L'assaut de Bolsonaro contre le Congrès, la présidence et la Cour suprême - les sièges des trois branches du gouvernement brésilien - a déclenché une forte réaction de la communauté internationale, qui a serré les rangs avec l'actuel président Lula da Silva. Les dirigeants latino-américains, menés par AMLO, ont dénoncé l'attaque frontale contre les institutions démocratiques promue par l'ancien président brésilien, Jair Bolsonaro, qui se terre désormais dans un manoir loué à Orlando (Floride). Biden et Trudeau, tous deux présents au Mexique, ont également condamné ce qui s'est passé.
Le sommet de trois jours promet d'être intense. Les nouvelles mesures de sécurité aux frontières mises en place par l'administration Biden donnent aux autorités la possibilité de renvoyer les migrants sans leur permettre de demander l'asile. Le train de mesures comprend également un accord avec le Mexique pour accepter le retour à chaud de dizaines de milliers de Cubains, Nicaraguayens, Vénézuéliens et Haïtiens qui franchissent la frontière avec les États-Unis sans autorisation.
AMLO, l'un des principaux représentants de la gauche latino-américaine, est devenu un allié décisif des États-Unis sur cette question. Tout au long de l'année 2022, le gouvernement mexicain a détenu 388 611 migrants d'Amérique centrale et d'autres régions, soit plus du double qu'en 2019. Des chiffres records, ainsi que ceux enregistrés par la Border Patrol, qui a rencontré plus de 1,5 million de migrants tentant de franchir le mur.
Un jour avant d'atterrir au Mexique, Biden s'est rendu dans la ville d'El Paso. Il a marché près de la clôture frontalière pour la première fois depuis sa prise de fonction en janvier 2021 et est entré dans un centre d'aide aux migrants. Il a été critiqué par tous les secteurs politiques et les groupes de défense des droits de l'homme, qui ont dénoncé la poursuite des politiques de Trump. Alors que le gouverneur républicain du Texas, George Abbot, l'a accusé d'être trop laxiste.

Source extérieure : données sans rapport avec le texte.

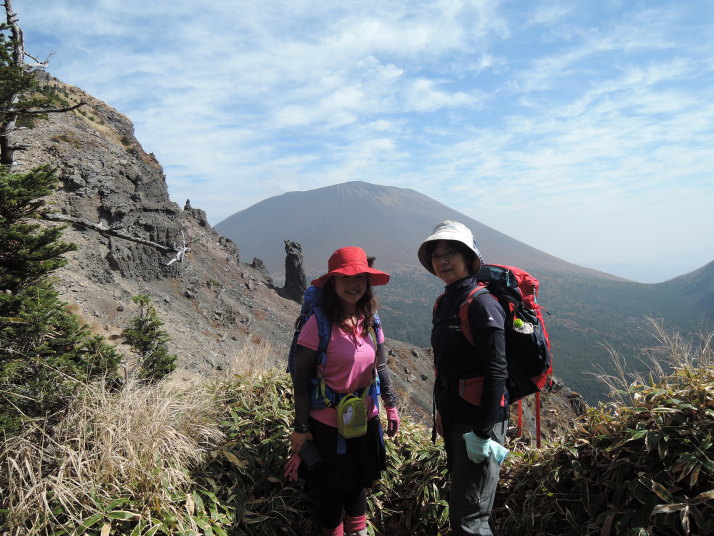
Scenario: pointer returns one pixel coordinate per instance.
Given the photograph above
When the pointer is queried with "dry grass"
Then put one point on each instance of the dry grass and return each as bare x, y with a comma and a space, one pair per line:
255, 357
138, 443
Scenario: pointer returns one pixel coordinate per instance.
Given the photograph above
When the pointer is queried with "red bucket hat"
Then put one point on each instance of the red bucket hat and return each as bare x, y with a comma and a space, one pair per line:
351, 261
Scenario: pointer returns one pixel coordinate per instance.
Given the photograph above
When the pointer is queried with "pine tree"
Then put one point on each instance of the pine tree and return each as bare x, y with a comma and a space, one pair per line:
44, 351
149, 340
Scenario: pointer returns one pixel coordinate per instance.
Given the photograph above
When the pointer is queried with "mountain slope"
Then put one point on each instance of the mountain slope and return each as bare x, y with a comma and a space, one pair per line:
390, 221
589, 311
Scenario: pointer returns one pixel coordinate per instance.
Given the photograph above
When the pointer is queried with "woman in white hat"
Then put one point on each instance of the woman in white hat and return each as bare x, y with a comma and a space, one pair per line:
470, 385
349, 464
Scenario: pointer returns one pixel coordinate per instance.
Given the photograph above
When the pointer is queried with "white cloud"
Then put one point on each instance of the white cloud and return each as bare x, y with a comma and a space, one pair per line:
597, 114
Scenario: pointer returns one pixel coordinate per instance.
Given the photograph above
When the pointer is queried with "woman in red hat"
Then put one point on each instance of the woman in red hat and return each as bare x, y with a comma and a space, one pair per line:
353, 362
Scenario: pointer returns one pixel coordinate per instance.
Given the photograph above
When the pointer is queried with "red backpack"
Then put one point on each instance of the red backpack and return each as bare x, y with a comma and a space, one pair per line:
527, 343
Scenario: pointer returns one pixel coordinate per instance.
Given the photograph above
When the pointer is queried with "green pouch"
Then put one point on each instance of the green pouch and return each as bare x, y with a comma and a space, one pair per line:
352, 417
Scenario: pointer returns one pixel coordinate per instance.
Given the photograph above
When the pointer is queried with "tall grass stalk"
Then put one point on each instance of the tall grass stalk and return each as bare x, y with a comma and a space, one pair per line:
252, 359
137, 444
671, 351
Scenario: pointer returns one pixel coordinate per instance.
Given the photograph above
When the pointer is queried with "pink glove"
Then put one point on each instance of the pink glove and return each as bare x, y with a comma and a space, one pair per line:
392, 421
291, 467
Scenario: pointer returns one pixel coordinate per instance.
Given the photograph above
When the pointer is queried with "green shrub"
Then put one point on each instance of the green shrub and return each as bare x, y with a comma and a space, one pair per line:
44, 351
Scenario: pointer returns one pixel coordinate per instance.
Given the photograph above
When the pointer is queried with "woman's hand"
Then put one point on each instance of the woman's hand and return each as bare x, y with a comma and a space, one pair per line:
437, 424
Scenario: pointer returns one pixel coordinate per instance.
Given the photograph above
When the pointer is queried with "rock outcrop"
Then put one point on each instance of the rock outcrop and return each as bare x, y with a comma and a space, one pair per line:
295, 282
212, 305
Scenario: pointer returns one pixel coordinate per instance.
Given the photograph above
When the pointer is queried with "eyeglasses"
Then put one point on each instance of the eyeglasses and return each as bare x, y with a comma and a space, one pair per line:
446, 256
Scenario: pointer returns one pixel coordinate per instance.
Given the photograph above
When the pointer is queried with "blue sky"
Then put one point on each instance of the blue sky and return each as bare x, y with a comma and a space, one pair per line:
583, 128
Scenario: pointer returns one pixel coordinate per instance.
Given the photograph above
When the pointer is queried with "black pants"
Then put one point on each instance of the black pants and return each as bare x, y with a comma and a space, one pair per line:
473, 485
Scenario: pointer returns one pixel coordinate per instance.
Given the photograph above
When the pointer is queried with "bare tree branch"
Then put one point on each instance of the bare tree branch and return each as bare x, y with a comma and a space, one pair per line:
47, 110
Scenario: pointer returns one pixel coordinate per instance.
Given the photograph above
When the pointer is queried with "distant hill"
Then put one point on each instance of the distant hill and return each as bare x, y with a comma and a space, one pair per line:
389, 222
588, 309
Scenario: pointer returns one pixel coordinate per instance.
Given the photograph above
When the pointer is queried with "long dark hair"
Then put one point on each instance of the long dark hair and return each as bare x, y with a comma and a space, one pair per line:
366, 306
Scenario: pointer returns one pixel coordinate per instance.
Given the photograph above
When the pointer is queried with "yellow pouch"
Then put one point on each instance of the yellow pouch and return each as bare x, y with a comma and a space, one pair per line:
352, 417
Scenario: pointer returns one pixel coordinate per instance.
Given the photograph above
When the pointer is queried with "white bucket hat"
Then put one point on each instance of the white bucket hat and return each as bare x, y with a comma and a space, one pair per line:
451, 230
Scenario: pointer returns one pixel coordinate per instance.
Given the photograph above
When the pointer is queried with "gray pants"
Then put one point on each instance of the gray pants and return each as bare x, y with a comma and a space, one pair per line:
473, 485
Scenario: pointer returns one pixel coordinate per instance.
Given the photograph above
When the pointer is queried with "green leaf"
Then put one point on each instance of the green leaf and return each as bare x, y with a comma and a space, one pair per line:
89, 522
122, 515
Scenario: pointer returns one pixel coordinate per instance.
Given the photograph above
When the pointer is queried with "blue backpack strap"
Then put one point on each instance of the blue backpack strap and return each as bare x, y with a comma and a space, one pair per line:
324, 331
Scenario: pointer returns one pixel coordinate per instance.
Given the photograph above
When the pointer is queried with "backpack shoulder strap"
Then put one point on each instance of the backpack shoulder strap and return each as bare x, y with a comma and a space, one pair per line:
324, 330
464, 311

La visite de Biden au Mexique intervient quelques jours après l'arrestation du fils de Chapo Guzmán, Ovidio Guzmán, alias El Ratón, l'un des chefs du cartel de Sinaloa, dont l'arrestation a déclenché le chaos dans la ville de Culiacán, tenue par les narcos. Le fils de la seconde épouse du Chapo est lié au trafic de fentanyl vers les États-Unis, un opioïde corrosif qui provoque une véritable épidémie dans ce pays. Pour l'instant, le Mexique ne l'extradera pas vers son voisin du nord.
Un seul point d'achoppement pèse sur les relations bilatérales entre Washington et Mexico : l'énergie. López Obrador a récemment adopté une série de politiques énergétiques protectionnistes qui ont irrité ses partenaires. En fait, les États-Unis et le Canada ont déposé une plainte officielle selon laquelle ces politiques violent l'accord de libre-échange, ce qui a enclenché un processus qui pourrait aboutir à des sanctions contre le Mexique. Le sommet servira à aplanir les divergences.